Commenting on the Critics with Simon Columb….
In the last twenty-four hours, NBC released details of resurrecting an old franchise:
“‘Until we get closer to air in 2015, the show will be appropriately shrouded in secrecy, but we won’t rule out the possibility of some of the show’s original cast members popping back in’ said Jennifer Salke, NBC’s Entertainment President.’“
Read the full article here.
I remember when Heroes first hit our television screens. It had incredible word of mouth and became a cult favourite instantly. I recall my wife watching it with her family and well-versed film fans singing its praises. I remember because I was on the knife-edge when the first series appeared on DVD, but decided against buying “Part I” (and forking out further, when “Part II” arrived). Instead, I would wait, patiently, for the complete box set.
Unfortunately, by the time Season One was released in its entirety in December 2007, Season Two had already begun. In fact, Season Two had played out all eleven episodes by December 7th – three days before the Season One box set was even on sale in the UK. Fans of the series remember what happened with Season Two. Rather than build on the strength of the first season, it failed majestically due in large part to the writers’ strike.
In fact, in November 2007, Heroes creator Tim Kring apologised for the second season, admitting “We made a mistake”. In the middle of the writers’ strike, many series dipped – 24 settled for a one-off TV film 24: Redemption and other series, such as Lost, settled for half-seasons – but none hit the dust as badly as Heroes. It never recovered.

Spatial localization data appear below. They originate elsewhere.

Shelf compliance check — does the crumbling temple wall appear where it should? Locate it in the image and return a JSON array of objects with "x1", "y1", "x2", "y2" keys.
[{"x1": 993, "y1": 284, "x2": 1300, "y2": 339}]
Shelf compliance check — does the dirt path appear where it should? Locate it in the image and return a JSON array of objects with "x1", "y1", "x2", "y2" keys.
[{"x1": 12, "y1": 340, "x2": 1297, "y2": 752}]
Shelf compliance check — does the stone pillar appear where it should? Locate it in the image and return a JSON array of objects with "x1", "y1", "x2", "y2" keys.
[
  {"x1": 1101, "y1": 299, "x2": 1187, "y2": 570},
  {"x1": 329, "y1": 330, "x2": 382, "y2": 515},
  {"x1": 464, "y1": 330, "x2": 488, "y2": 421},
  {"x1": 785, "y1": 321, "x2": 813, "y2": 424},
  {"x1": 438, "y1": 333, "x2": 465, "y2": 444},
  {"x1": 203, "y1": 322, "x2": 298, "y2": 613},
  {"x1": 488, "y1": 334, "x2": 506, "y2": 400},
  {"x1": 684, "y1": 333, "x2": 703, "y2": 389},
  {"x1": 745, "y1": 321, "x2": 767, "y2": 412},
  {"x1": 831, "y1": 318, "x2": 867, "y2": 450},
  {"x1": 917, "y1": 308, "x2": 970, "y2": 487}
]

As a potential viewer of the series I lost interest before watching a single episode. While I waited patiently to pay out for the DVD, I knew that in the long-run, the series wouldn’t pay off (In the same way I know that The Sarah Connor Chronicles and Deadwood failed to come to satisfactory conclusions) and decided not to invest. Had I invested in the hours of time required to enjoy these series, the failure to properly resolve the character arcs would leave a bad taste in my mouth and the time spent would grate. I could’ve watched all of The X-Files, or watched The Wire, again. Instead I watched a failing TV series, and had I just waited, I wouldn’t have bothered.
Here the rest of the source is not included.